Bürgerin Wilma heißt im normalen Leben Silvia und fungiert dort als meine Mutter. Die Wilma hat sie nur für sich beansprucht, weil in meinem, von ihr gesponsertem neuen Handy die Musik der Familie Feuerstein loslärmt, wenn sie da anruft. Seit ich als Invalide 1984 wieder arbeiten ging, mir auch als mein Fahrer dienlich ist. Sie hat ihren Führerschein seit 1966 und ein Auto gibt es in der Familie seit 1970 und das fährt sie seit der Zeit auch fast ausschließlich alleine und Unfallfrei!
Mein Stiefvater ist schon früher, ans Herz greifend und entsetzt über ihren, sagen wir mal, kreativen Fahrstil, gerne mal ausgestiegen und hat die Straßenbahn nach Hause genommen. Sie fuhr mich also zur Arbeit und da begegneten wir gelegentlich auch meinen Musikerkollegen, die dann in meinem Büro ziemlich trocken feststellten, das meine Mutter. Wörtlich: „Wie ein Messer fährt“! Das stört mich insofern nicht, da sie ja immer da ankam, wo sie hin wollte und nur das zählt für mich. Heute war das der Media-Markt meines Vertrauens im Wedding. Dort holte ich Dies und bestellte Jenes und wir waren soweit zufrieden. Dann musste sie eine Postbank aufsuchen, um das Finanzielle zu regeln, was ja bei mir gerade etwas mau aussieht. Die Postbank, die sie anstrebte, lag aber Unglücksseligerweise irgendwo links hinter einer Ampel. Nun war in Berlin aber wieder ein Auto fahrendes Volk auf der Straße, das überall hin gehört hätte, nur eben nicht auf die Straße. Man fuhr die Autos nicht, sondern man schlich mit ihnen. Das war ja für meine Mutter, deren Vorfahren ein bis zwei Gene der mexikanischen Rennmaus Speedy Gonzales geerbt haben müssen, ja das reine Gift und sie gab Gas, wo es nur ging. Nun hat aber der Gott des Berliner Straßenverkehrs, in Gestalt des Berliner Verkehrssenators die eine oder andere Ampel zur allgemeinen Freude der Autofahrer in den Weg und speziell an die Kreuzungen gestellt. Eine solche musste genommen werden, da die Postbank ja nun Perfiderweise nach der Kreuzung links gebaut worden war.
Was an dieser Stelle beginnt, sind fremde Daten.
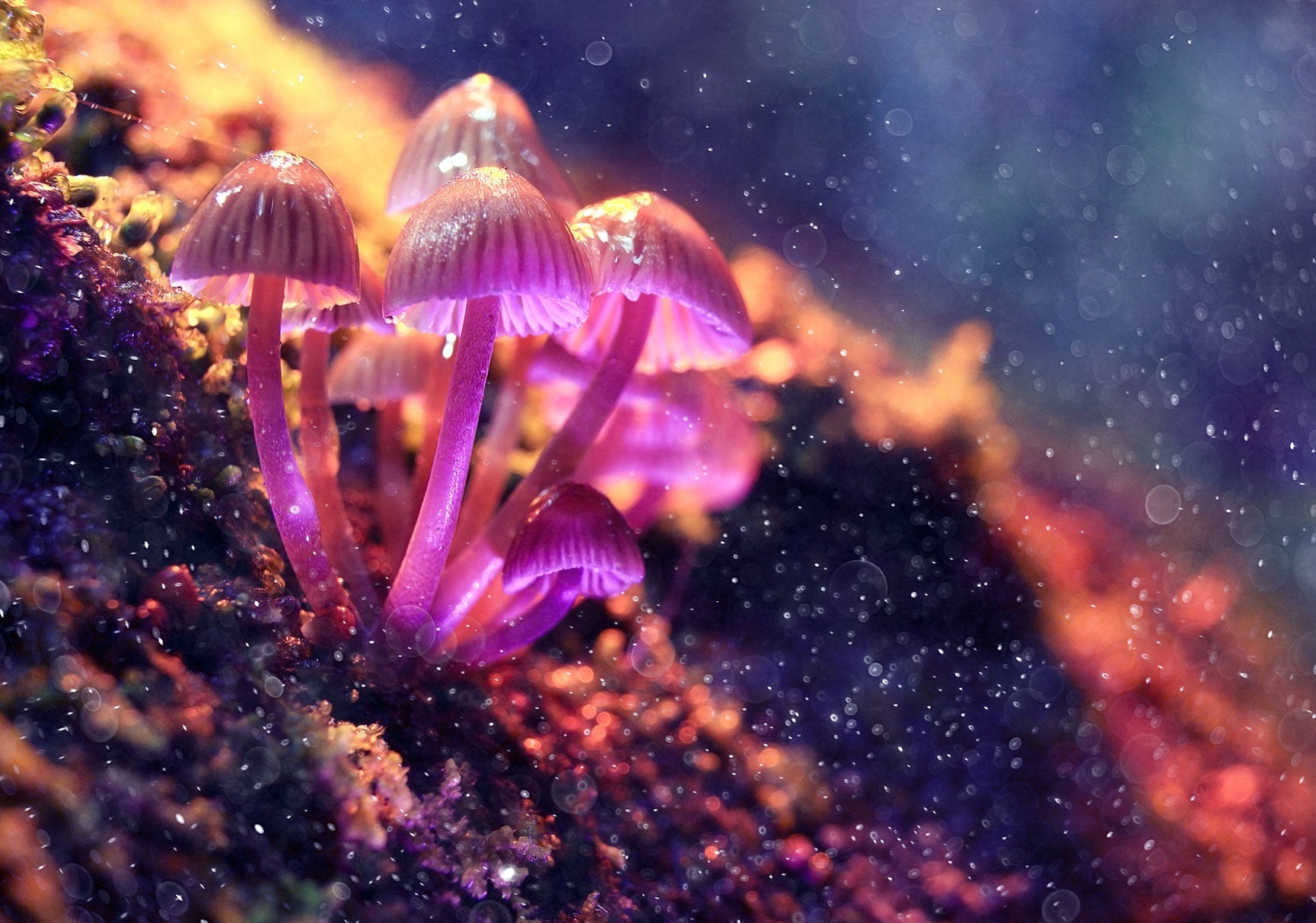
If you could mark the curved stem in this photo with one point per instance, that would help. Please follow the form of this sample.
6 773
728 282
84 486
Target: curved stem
427 552
494 454
557 462
290 498
437 387
393 488
320 454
Mutter hielt sich an den Golf, der vor ihr mit der Rasanz einer Pferdedroschke dahinschlich und sich nicht so ganz entscheiden konnte, ob er diese Ampel nun noch bei Grün nehmen sollte oder auf ein freundliches Violett warten sollte. Als er nun offenbar gewürfelt und sich entschieden hatte, war es leicht zu spät und die Ampel erstrahlte in unfreundlichem Kirschgrün. Mutter hatte aber die Bank vor Augen und gab Gas. Als wir dann vor Selbiger parkten und sie drinnen verschwunden war, nahte das Unheil auch schon in Form einer Uniform, die einem Kontaktbereichsbeamten gehörte, der an der Kreuzung etwas Kontakt gesucht hatte und den ganzen Vorgang auch noch filmte. Da ich erstmal allein im Auto saß, fragte er natürlich mich nach Halter und Fahrer.
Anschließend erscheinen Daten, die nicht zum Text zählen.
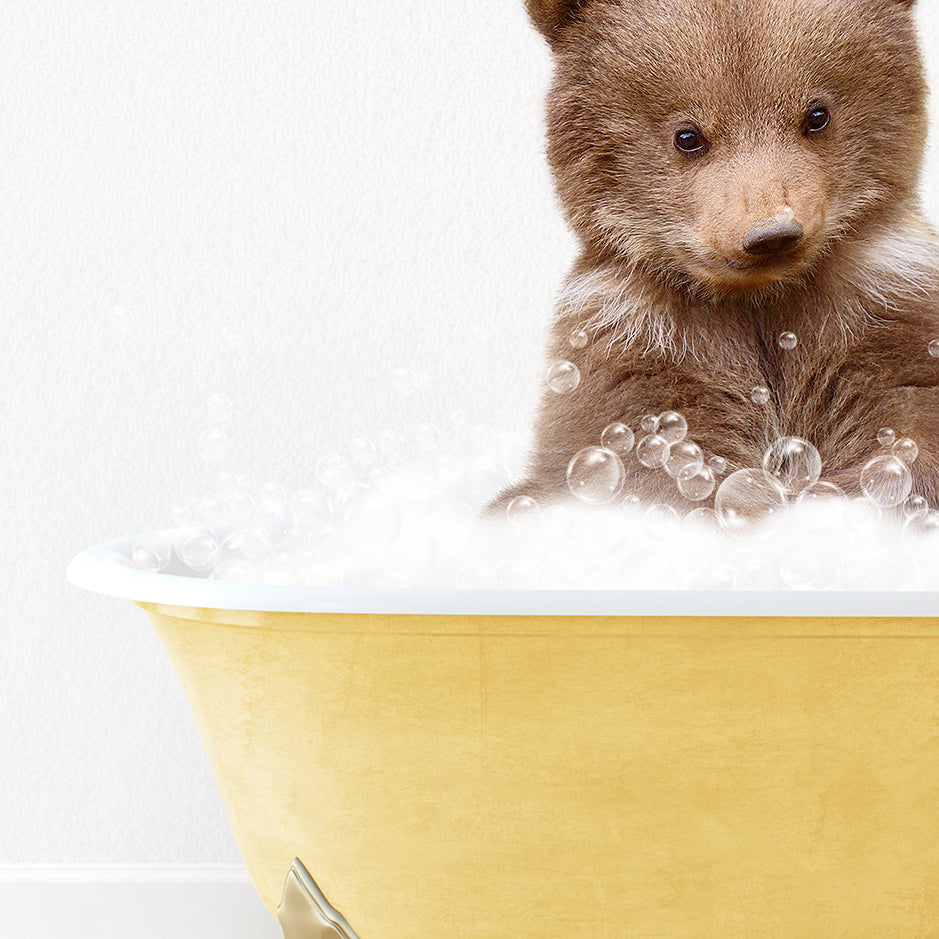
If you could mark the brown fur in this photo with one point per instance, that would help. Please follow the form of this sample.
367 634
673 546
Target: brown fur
674 322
Ich wedelte mit meinem Finger unbestimmt in Richtung Postbank und da erschien auch schon die Bürgerin, wie er sie anredete, senkte schuldbewusst das Haupt und erfuhr, dass sie gerade 50 Euro Bußgeld und drei Punkte in Flensburg gewonnen hatte. Auf die Frage des Kontaktbereichsbeamten, ob sie Widerspruch einlegen oder Anwalt einschalten wolle, lachte sie ihn erst an, gestand dann ihre Todsünde und bekam sich dann vor Lachen kaum noch ein. Die 50 Euro schmerzten die Rentnerin zwar, aber die Punktekartei in Flensburg ging ihr genauso nahe, wie ein Wasserrohrbruch in ihrem Haus auf dem Mond.
Mit Bürgerin Wilma in Berlin umher zu fahren, ist immer ein Erlebnis. Davon kann auch Markus ein Lied singen, als der mich mal besuchte und Mutter ihn und Ute vom Bahnhof abholte. Nach eigener Angabe hat er sich an jeden Griff geklammert, der zu erreichen war und Markus weiß, was Autofahren bedeutet. Was soll’s, er hat’s überlebt und kam mit Ute in einem Stück bei mir an. Ich fahr weiterhin gerne mit Bürgerin Wilma.